Namun, kenyataannya Arjuna yang berprofesi sebagai dosen di universitas tempat Bella menempuh pendidikan sudah memiliki seorang kekasih sebelum dirinya menikah dengan Bella.
Bella gadis yang baru beranjak dewasa yang awalnya sangat membenci Arjuna kini sangst terobsesi kepada lelaki itu, gadis itu mengejar cinta suaminya dan membuktikan bahwa hanya dia satu-satunya wanita di hidup Arjuna.
Namun, Bella harus menelan kenyataan pahit saat melihat suaminya bersama dengan mantan kekasihnya sedang berpelukan dengan erat!

Apakah Bella akan tetap bersikeras memperjuangkan rumah tangganya? Atau gadis itu menyerah dengan kenyataan bahwa suaminya masih mencintai wanita dari masa lalunya?

Karya ini diterbitkan atas izin NovelToon Faustina Maretta, isi konten hanyalah pandangan pribadi pembuatnya, tidak mewakili NovelToon sendiri

Perasaan cemburu

"Terima kasih,"

Arjuna sudah mendapatkan perawatan di tangannya yang terluka. Untung saja luka di tangannya tidak terlalu dalam, jadi tidak perlu tindakan jahitan dan hanya di perban saja. Arjuna kembali ke ruang tunggu di depan ruang gawat darurat. Ponsel lelaki itu tiba-tiba berdering, dia merogoh saku celananya dan melihat nama Ganesh di layar ponselnya.

"Iya Ganesh?" ucap Arjuna. Lelaki itu beranjak dari tempat duduknya saat melihat sesosok wanita di ujung lorong dengan posisi yang sam, yaitu menempelkan ponselnya di telinga.

"Bagaimana kamu tahu aku di sini?" tanya Arjuna bingung saat wanita itu menghampirinya.

Ganesh melihat kondisi Arjuna yang berantakan, terlebih luka di tangannya membuatnya sedih. "Aku lihat status Siska dan kebetulan aku berada di dekat sini," ungkap wanita itu sembari menggenggam tangan Arjuna.

Arjuna mengajak Ganesh untuk duduk di ruang tunggu bersama. Lelaki itu menjelaskan kepada mantan kekasihnya itu, bahwa dia baik-baik saja.

"Ganesh, maafkan aku. Sebaiknya kamu pergi sekarang karena keluargaku akan datang," lirih Arjuna.

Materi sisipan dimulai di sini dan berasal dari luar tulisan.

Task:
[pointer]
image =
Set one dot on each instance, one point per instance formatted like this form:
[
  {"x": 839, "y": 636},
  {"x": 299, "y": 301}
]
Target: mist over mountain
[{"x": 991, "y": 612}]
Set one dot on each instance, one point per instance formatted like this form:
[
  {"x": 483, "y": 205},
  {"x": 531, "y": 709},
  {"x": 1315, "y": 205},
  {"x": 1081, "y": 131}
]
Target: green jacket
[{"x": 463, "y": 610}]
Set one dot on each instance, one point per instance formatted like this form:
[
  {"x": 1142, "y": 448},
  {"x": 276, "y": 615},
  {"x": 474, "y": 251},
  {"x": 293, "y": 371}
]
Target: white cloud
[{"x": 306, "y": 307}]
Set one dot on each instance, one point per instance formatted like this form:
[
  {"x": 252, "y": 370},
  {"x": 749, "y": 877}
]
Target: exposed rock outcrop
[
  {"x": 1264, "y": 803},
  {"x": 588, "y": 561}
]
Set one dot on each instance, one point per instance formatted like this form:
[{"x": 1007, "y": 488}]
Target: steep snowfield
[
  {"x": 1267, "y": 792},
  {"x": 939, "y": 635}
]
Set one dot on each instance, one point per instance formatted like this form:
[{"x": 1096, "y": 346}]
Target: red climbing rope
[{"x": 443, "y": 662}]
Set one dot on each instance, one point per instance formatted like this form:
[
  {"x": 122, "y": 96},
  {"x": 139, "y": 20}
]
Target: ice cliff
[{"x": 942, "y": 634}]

Wanita itu menghela napasnya lalu bangkit berdiri. "Baiklah, telepon aku jika terjadi sesuatu," ucap wanita yang memakai baju santai itu.

Arjuna mengangguk pelan. Ganesh baru saja melangkahkan kakinya beberapa langkah saat keluarga Arjuna dan Bella sampai. Ganesh terpaku menatap kedua orang tua Arjuna, sedangkan Nita dan Anton melewati wanita itu begitu saja.

"Arjuna, bagaimana keadaan Bella?" tanya Nita, mata ibu mertua Arjuna itu bengkak dan kemerahan. Sepertinya wanita itu menangis terus menerus.

"Maafkan Arjuna, Ma. Ini semua salah Arjuna," lirih Arjuna.

Anton menepuk bahu menantunya pelan memberikan dukungan moral, sedangkan Nita mengangguk lalu meneteskan air matanya lagi.

Ganesh yang mendengar percakapan mantan kekasih dan mertuanya itu hanya bisa terdiam membisu, dia melangkahkan kakinya lalu menyapa orang tua Arjuna. Tentu saja reaksi dari orang tua Arjuna sangat dingin kepada Ganesh, mereka mengabaikan sapaan dari mantan kekasih putranya dan melewatinya begitu saja.

"Arjuna?" panggil Usi kepada putra sulungnya itu, wanita paruh baya itu langsung memeluk putranya. "Bagaimana keadaan Bella, Juna?" tanya Usi yang juga terlihat cemas.

"Masih dalam tanganan dokter, Ma," jawab Arjuna pelan. Sesekali lelaki itu melirik Ganesh yang sudah pergi menjauh.

Tidak lama kemudian, dokter yang menangani Bella keluar dari ruang tindakan. Semua berdiri dan langsung menghampiri dokter tersebut.

"Pasien mengalami patang tulang, pergelangan kakinya juga retak. Untung saja tidak ada pendarahan di organ dalam," dokter itu menjelaskan.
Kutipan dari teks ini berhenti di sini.